I DO NOT want to Vaccinate

It is a human right to make your own decision regarding vaccination, and your decision may be based on many factors or beliefs. Your freedom of choice regarding your vaccination decision is regulated by state authorities and laws. Know your state laws, which are listed on the back of this brochure.

Vaccinations are medical procedures with documented risks. Under Public Law 99-660, The National Childhood Vaccine Injury Act of 1986, vaccine manufacturers and doctors are not liable for damages or deaths from vaccines.

The decision to not vaccinate involves making an informed, educated decision. Consider reading several books on the issue that present clear data and arguments rather than hyperbole. Review the National Vaccine Information Center website (www.NVIC.org) for information.

Your decision to not vaccinate will involve understanding other issues such as finding medical care, school acceptance, and possible isolation or quarantine when there are community outbreaks. If you have a religious exemption, any facility accepting Federal funding must accept your exemption.
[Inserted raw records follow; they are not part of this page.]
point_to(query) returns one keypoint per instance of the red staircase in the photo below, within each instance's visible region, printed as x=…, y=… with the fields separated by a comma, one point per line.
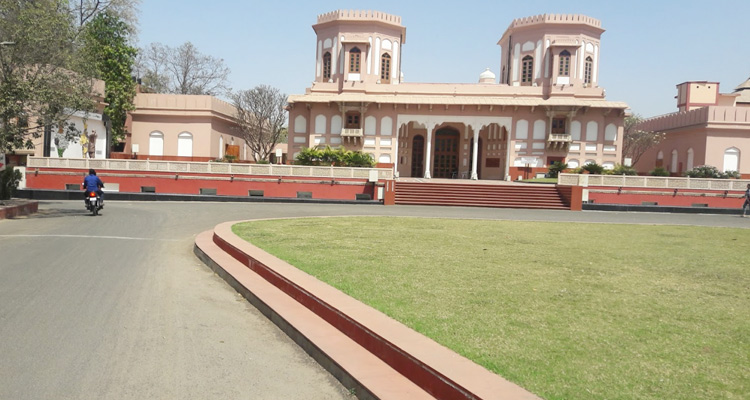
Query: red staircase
x=480, y=195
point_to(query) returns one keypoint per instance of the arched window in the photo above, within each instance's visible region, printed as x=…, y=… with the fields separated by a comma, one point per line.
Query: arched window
x=527, y=70
x=587, y=71
x=732, y=159
x=185, y=144
x=156, y=144
x=355, y=58
x=564, y=69
x=417, y=156
x=327, y=65
x=385, y=68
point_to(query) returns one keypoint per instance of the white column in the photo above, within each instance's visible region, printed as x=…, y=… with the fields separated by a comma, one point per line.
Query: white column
x=428, y=152
x=474, y=155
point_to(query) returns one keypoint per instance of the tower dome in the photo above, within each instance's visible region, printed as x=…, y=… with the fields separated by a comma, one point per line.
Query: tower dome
x=487, y=76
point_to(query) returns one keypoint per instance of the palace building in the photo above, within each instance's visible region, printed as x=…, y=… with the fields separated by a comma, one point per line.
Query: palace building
x=545, y=106
x=709, y=128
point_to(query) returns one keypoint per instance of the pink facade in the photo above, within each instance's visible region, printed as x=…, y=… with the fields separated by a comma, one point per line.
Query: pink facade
x=547, y=106
x=710, y=129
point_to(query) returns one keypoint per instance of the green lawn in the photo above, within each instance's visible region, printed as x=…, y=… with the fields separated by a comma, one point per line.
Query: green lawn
x=566, y=310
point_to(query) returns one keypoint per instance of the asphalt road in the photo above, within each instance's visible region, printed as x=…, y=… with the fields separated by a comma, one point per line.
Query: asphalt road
x=118, y=307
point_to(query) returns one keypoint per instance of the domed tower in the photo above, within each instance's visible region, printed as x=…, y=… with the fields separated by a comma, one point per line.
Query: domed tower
x=362, y=46
x=551, y=50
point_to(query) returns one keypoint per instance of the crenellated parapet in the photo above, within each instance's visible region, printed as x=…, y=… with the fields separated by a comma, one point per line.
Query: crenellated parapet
x=555, y=19
x=359, y=15
x=735, y=116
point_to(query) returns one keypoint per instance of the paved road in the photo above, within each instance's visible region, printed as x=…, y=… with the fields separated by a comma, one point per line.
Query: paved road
x=118, y=307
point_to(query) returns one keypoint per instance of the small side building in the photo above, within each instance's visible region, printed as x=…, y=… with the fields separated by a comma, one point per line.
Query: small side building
x=709, y=128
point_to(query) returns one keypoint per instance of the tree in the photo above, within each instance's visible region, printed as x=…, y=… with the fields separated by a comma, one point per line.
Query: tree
x=42, y=79
x=182, y=70
x=636, y=142
x=106, y=37
x=261, y=115
x=150, y=67
x=86, y=10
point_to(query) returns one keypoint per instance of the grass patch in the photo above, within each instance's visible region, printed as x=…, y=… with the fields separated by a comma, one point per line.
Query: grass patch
x=566, y=310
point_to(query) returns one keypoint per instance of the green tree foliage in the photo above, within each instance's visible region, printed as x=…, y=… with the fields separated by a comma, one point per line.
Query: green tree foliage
x=112, y=58
x=556, y=168
x=659, y=171
x=709, y=171
x=42, y=77
x=337, y=157
x=620, y=169
x=9, y=180
x=593, y=168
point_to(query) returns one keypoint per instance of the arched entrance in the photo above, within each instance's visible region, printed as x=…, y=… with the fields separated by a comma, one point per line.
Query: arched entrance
x=479, y=157
x=446, y=153
x=417, y=156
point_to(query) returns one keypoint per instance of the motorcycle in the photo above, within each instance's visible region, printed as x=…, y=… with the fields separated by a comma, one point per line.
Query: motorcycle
x=93, y=203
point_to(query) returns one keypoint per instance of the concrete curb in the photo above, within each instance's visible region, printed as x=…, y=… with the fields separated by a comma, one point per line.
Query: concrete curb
x=384, y=359
x=15, y=210
x=660, y=209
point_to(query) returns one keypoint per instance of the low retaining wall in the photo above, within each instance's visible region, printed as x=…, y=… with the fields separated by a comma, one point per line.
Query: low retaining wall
x=434, y=368
x=17, y=208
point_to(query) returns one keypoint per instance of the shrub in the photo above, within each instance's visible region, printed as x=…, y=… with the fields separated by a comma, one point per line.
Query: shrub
x=360, y=159
x=308, y=156
x=659, y=171
x=9, y=180
x=593, y=168
x=709, y=171
x=576, y=170
x=620, y=169
x=556, y=168
x=339, y=157
x=732, y=175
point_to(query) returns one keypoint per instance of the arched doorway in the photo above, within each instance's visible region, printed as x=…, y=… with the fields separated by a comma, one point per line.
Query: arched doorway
x=446, y=153
x=479, y=157
x=417, y=156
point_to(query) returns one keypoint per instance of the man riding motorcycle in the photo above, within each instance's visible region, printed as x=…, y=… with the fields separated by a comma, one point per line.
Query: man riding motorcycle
x=92, y=183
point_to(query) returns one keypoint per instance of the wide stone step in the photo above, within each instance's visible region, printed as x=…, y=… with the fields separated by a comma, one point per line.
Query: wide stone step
x=478, y=195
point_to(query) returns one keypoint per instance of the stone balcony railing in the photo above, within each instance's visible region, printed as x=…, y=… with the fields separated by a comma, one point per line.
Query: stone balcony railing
x=210, y=168
x=652, y=182
x=349, y=132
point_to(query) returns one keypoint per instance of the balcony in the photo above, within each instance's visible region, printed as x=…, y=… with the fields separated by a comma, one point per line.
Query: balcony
x=351, y=132
x=558, y=141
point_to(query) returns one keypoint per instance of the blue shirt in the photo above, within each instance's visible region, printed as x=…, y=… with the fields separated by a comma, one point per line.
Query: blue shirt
x=92, y=183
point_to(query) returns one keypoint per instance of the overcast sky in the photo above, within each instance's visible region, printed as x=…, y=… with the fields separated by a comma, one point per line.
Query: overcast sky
x=648, y=48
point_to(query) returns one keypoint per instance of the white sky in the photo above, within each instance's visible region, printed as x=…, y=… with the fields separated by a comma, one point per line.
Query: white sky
x=648, y=48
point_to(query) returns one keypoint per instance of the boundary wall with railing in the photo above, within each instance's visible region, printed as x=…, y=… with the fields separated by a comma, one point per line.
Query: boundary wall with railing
x=658, y=190
x=211, y=178
x=210, y=168
x=652, y=182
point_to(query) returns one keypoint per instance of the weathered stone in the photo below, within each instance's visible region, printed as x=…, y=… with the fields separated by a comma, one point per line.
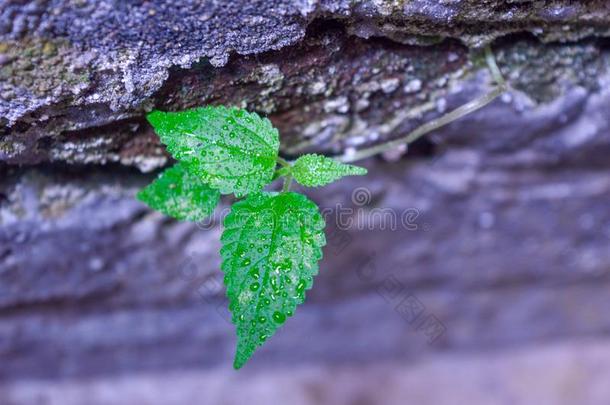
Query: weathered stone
x=497, y=226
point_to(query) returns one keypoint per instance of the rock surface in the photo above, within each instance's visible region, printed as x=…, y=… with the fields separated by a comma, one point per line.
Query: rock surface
x=490, y=236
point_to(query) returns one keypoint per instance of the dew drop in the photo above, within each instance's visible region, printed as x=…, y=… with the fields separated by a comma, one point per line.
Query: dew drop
x=279, y=317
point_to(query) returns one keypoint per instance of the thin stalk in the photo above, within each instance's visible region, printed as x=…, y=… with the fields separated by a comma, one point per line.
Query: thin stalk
x=443, y=120
x=283, y=162
x=287, y=183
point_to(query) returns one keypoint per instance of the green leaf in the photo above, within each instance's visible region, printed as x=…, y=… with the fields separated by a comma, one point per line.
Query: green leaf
x=232, y=150
x=180, y=194
x=316, y=170
x=271, y=247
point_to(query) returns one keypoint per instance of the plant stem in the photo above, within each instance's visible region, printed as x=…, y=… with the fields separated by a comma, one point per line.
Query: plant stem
x=287, y=183
x=443, y=120
x=283, y=162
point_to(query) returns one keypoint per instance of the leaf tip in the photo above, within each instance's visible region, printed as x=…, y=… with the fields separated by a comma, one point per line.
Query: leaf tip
x=155, y=117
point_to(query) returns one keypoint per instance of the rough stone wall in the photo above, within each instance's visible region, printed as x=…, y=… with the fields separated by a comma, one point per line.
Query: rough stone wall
x=508, y=220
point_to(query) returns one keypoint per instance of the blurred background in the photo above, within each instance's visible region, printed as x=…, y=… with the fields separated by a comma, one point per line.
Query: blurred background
x=471, y=267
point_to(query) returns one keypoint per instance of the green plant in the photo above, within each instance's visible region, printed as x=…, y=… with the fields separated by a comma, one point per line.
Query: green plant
x=272, y=241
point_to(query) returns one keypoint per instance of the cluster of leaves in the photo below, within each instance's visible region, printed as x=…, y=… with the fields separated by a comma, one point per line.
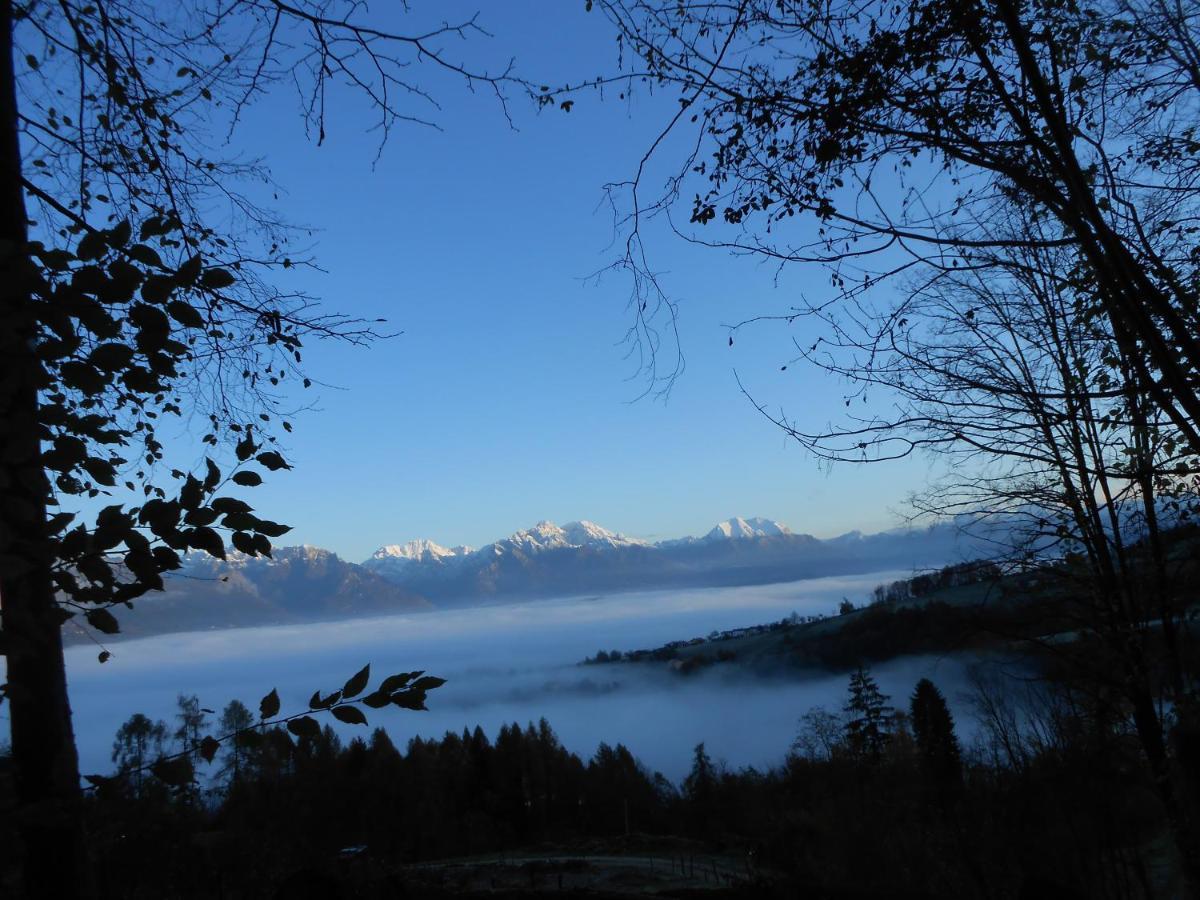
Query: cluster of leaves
x=406, y=690
x=119, y=333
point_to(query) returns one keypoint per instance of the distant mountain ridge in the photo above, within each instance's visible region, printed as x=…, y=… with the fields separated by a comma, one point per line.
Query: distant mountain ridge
x=307, y=583
x=583, y=557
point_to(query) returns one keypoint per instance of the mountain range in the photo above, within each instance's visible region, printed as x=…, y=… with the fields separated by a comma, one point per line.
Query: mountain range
x=582, y=557
x=310, y=583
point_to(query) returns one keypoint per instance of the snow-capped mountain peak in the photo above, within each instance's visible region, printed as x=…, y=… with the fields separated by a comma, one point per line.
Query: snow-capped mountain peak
x=738, y=528
x=585, y=533
x=419, y=549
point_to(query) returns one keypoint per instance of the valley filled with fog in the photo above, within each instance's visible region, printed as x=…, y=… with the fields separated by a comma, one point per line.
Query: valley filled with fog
x=509, y=663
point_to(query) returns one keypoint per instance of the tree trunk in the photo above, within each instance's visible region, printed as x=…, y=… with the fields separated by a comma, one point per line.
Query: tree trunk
x=47, y=768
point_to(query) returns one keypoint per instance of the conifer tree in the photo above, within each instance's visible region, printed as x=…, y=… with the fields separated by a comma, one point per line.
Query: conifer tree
x=934, y=729
x=868, y=711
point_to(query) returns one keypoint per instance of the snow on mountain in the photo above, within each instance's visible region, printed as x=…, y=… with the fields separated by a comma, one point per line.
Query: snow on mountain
x=546, y=535
x=420, y=549
x=589, y=534
x=739, y=528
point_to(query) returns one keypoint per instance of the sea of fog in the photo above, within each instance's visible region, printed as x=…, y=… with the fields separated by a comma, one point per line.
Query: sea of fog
x=503, y=664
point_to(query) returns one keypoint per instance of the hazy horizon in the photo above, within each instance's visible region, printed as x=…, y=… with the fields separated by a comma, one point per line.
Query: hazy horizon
x=505, y=663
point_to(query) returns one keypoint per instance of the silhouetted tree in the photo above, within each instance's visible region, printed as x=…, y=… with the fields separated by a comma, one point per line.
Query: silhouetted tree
x=934, y=730
x=867, y=717
x=138, y=286
x=138, y=743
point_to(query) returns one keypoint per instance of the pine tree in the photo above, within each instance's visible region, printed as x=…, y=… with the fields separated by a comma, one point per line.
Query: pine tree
x=934, y=729
x=868, y=711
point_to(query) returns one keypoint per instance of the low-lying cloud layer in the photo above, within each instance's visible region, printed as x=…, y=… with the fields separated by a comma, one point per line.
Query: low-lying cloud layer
x=504, y=664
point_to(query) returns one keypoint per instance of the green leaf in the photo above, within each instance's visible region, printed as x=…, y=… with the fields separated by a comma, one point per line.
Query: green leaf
x=271, y=529
x=273, y=461
x=401, y=679
x=245, y=448
x=357, y=683
x=211, y=474
x=103, y=621
x=378, y=700
x=409, y=700
x=318, y=702
x=351, y=715
x=269, y=706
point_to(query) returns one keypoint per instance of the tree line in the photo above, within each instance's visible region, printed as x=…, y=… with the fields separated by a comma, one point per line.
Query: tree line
x=871, y=797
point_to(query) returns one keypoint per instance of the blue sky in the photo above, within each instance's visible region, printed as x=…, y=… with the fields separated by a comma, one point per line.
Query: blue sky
x=507, y=399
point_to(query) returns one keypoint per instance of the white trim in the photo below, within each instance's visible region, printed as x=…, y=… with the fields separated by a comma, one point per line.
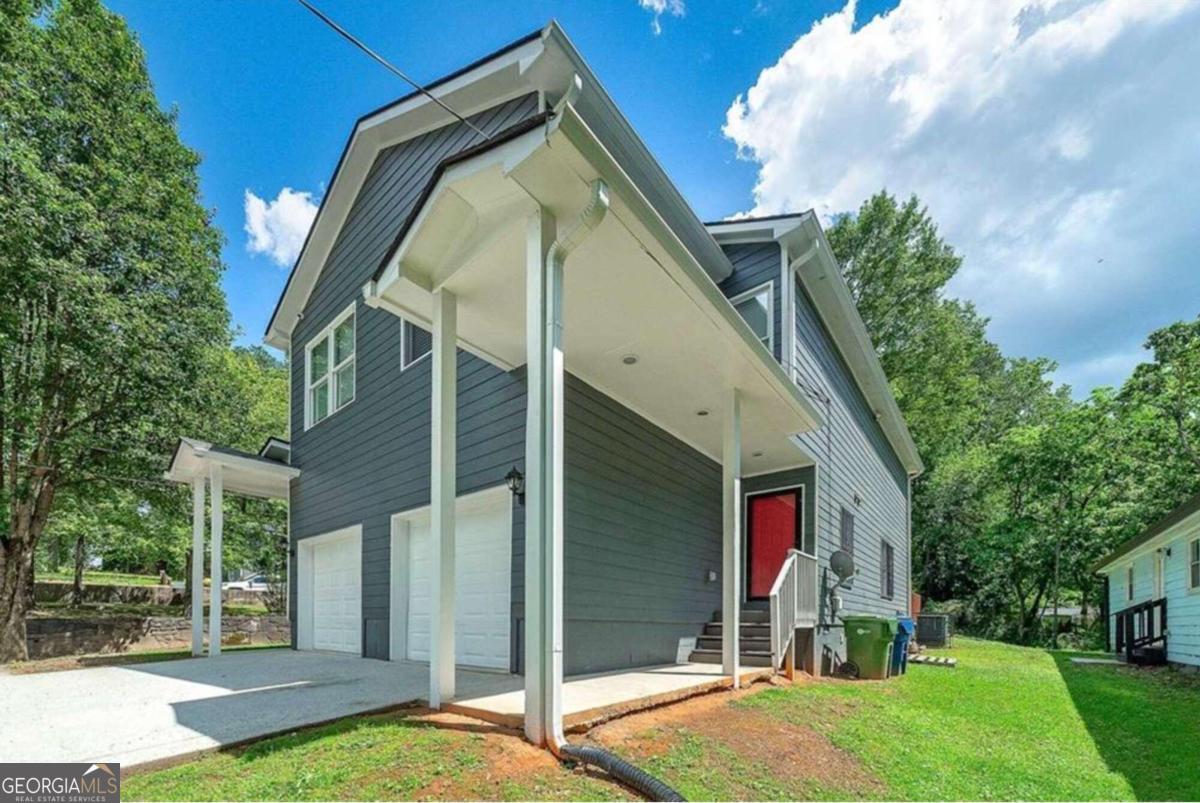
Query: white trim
x=769, y=288
x=330, y=377
x=1189, y=562
x=406, y=328
x=731, y=537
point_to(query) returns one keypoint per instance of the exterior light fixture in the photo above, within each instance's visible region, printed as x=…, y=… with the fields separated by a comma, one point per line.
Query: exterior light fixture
x=515, y=480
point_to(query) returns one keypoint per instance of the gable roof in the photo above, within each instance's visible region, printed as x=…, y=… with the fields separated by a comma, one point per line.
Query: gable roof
x=544, y=61
x=1187, y=513
x=835, y=304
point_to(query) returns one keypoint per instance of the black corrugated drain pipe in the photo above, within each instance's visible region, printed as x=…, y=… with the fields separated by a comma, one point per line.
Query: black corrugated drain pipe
x=622, y=771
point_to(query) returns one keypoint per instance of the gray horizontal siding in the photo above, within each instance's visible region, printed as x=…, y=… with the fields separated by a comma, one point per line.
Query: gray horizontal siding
x=643, y=528
x=853, y=456
x=372, y=459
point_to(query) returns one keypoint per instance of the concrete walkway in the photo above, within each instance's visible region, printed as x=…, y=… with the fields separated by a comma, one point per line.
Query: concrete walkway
x=153, y=712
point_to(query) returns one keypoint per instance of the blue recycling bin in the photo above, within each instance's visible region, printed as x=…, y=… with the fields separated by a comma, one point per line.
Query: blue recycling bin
x=905, y=628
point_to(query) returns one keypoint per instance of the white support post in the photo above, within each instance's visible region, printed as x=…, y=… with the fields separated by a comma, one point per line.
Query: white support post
x=731, y=509
x=442, y=498
x=217, y=484
x=197, y=565
x=544, y=487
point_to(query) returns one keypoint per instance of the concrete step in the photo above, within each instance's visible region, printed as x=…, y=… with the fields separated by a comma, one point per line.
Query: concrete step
x=749, y=617
x=753, y=643
x=745, y=630
x=714, y=657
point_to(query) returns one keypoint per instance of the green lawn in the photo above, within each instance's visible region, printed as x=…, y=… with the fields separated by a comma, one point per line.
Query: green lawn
x=94, y=610
x=1008, y=723
x=101, y=577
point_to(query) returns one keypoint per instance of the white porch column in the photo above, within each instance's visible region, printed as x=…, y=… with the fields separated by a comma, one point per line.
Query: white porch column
x=197, y=565
x=442, y=498
x=544, y=484
x=217, y=485
x=731, y=509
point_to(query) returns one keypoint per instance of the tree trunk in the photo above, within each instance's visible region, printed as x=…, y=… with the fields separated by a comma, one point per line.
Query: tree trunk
x=28, y=519
x=77, y=586
x=13, y=599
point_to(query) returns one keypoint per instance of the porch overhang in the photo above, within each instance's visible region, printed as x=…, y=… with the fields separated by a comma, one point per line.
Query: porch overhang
x=645, y=323
x=244, y=473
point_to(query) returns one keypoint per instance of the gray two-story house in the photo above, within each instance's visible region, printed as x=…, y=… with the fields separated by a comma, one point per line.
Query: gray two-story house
x=546, y=421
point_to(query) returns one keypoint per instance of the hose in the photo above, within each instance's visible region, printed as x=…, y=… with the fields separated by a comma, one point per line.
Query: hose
x=622, y=771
You have the RIGHT to make your own decisions about vaccination.

I want to Vaccinate:

  1. Research and Educate

    In today’s fast-paced society, we often trust others for some of the most important decisions in our lives. Vaccinate responsibly by educating yourself. Do not be intimidated by your doctor or friends.

    1. Review the recommended vaccine schedule on the CDC website. Research the NVIC website, including the section on “titers” to make sure you need a specific vaccine.

    2. Read several books about vaccination that present clear data and rational arguments.

    3. PRIOR to receiving any vaccine, ask your doctor for a copy of the entire Vaccine Package Insert for each scheduled vaccine. They are about 20” long. Accept no substitute. Pay particular attention to sections on description, precautions, adverse reactions, usage, and contraindications.

    4. Find detailed information on each vaccine ingredient when you computer search: “CDC Pink Book Vaccine Ingredients.” (It’s Appendix B.)

    5. Carefully review the “Ask 8 Before you Vaccinate” on the NVIC website.

    6. Do not vaccinate until you are an educated consumer. It is your decision!

  2. Before you Vaccinate

    1. Confirm with your doctor’s office which vaccines are scheduled for that day.

    2. With your doctor, compare the doctor’s recommended vaccines for the day with the CDC recommended schedule and each manufacturer’s package insert. Make sure the vaccines do not conflict. Your doctor may need to do additional research and adjust the schedule for that day.

    3. Bring a copy of “Ask 8 Before you Vaccinate” and review with the doctor.

    4. Before any vaccine is given, ask your doctor to list EACH vaccine on a prescription pad along with each vaccine manufacturer’s name, lot number, and expiration date. Make sure you can read it and keep this in a safe place. It is the law (Public Law 99-660)!

    5. If vaccines are being given “late,” there is a “delayed schedule” that includes fewer doses of some vaccines to be considered fully vaccinated. Consumers should check that “delayed schedule” guidelines are being followed.

  3. After you Vaccinate

    Each vaccine can be associated with different reactions and different time frames when a reaction can occur.

    1. If you believe you or your family member is experiencing a vaccine reaction, go immediately to the ER or a walk-in clinic. Be sure to take all information about the vaccines you received.

    2. Call your primary doctor and report the incident. Send a copy of the report and make sure it is entered into your medical record.

    3. Report the incident to VAERS (Vaccine Adverse Event Reporting System) and keep a copy of the report. See the NVIC website.

If you or your child has a reaction or has died, the Government may compensate if the incident meets their guidelines. Under Public Law 99-660, you have three years to file a claim for an injury and two years for a death. Refer to the NVIC website for help. Under this law, vaccine manufacturers and doctors are not liable for damages or deaths from vaccines; therefore, compensation must be sought from the federal government.